Effective myofascial release may improve the release of tension, decrease activity of overactive neuromyofascial tissues, improve local stability muscle (to control translation) recruitment, and improve functional movements such as the squat. There is general agreement that lack of stability in the myofascial system will result in uncontrolled translation at a motion segment. If muscle length is altered resulting in ineffective active stability mechanisms, then tension development will be reduced and the muscle system (to control through range movements) will be unable to generate proper force for efficient movement. There is an optimum length tension relationship that the DMS can help restore. Any dysfunction in this system will result in faulty range at one or more motion segments.

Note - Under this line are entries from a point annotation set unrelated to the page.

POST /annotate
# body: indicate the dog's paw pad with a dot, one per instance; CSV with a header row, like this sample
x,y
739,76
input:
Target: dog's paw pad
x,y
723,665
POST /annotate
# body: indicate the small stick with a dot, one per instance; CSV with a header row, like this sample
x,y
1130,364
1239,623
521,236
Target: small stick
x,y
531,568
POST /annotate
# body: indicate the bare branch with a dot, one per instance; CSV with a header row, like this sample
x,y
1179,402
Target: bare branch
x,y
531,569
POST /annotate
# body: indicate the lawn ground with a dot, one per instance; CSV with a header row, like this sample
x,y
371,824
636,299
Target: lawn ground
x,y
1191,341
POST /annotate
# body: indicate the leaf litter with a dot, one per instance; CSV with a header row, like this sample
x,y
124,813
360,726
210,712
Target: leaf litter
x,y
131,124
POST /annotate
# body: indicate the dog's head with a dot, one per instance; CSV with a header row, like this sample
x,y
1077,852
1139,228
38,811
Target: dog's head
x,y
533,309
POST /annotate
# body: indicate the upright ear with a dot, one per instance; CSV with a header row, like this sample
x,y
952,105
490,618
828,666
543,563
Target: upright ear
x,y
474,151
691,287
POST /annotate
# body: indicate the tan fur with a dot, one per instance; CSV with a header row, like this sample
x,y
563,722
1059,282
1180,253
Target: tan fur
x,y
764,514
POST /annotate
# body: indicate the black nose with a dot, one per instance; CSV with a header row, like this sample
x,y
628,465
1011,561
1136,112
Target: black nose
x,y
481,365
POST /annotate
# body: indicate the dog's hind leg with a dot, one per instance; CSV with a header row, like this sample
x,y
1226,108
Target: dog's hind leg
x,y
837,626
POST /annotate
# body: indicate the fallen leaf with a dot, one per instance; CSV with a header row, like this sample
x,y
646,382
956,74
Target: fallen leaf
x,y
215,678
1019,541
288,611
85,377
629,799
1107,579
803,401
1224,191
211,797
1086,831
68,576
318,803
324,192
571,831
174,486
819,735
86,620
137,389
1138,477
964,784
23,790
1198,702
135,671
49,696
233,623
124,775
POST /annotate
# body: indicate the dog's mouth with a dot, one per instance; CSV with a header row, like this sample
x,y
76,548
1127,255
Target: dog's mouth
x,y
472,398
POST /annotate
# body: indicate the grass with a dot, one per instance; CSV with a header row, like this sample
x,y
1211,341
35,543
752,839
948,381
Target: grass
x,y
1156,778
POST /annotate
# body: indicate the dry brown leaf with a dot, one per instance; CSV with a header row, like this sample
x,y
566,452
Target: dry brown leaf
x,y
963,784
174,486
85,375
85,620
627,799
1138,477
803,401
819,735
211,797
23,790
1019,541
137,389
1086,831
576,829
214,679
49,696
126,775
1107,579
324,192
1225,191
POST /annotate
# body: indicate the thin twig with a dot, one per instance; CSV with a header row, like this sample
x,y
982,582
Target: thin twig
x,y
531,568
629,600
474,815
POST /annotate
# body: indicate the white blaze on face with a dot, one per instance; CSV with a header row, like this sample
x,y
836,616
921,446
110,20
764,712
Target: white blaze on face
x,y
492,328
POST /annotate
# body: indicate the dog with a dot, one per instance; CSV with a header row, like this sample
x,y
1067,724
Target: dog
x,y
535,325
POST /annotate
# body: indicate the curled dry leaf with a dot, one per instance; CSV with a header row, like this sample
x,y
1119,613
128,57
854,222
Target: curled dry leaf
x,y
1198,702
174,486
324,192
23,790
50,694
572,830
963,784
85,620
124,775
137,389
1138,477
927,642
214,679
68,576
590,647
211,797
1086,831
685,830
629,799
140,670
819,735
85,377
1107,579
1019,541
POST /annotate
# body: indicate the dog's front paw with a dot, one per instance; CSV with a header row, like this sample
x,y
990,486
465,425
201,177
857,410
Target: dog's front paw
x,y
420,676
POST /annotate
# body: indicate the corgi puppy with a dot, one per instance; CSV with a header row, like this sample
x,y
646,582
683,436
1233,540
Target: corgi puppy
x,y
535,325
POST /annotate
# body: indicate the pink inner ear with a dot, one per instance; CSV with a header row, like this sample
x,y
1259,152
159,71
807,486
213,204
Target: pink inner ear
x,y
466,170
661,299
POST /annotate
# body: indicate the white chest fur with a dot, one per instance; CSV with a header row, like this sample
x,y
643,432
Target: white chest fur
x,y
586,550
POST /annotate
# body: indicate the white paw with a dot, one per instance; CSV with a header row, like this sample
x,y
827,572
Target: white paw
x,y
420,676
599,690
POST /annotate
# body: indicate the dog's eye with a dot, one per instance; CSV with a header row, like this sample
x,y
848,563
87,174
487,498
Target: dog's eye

In the clinical environment the overhead squat assessment can be used to assess for dynamic flexibility, core strength, and overall neuromuscular control. Any movement pattern dysfunction should be matched with symptoms and disabilities.
Using the DMS as an assessment tool to provide local therapy to a suspected overactive muscle and then repeating the overhead squat assessment and noting improvement or lack of change, can help the practitioner make prioritizing decisions about the choice of location and which myofascial structures to target therapy. In other words, if a change was made that improved the squat, then the specific muscle treated would also need to be stretched at home on there own. Teaching patients which muscles need strengthening is also an important component to treatment.
I use DMS treatments to focus on fascial release.
Using the DMS principles is a huge advantage to therapists retraining movement faults in patients with mobility disorders. A specific assessment is needed to identify the individual’s dysfunction and once established DMS therapy can be used to retrain the movement faults.
Dr. Jeffrey Tucker is a certified instructor for the Functional Movement Screen (FMS) workshops, the National Academy of Sports Medicine (NASM) workshops, and is a post-graduate instructor for the entire Diplomate program offered by the American Chiropractic Rehabilitation Board.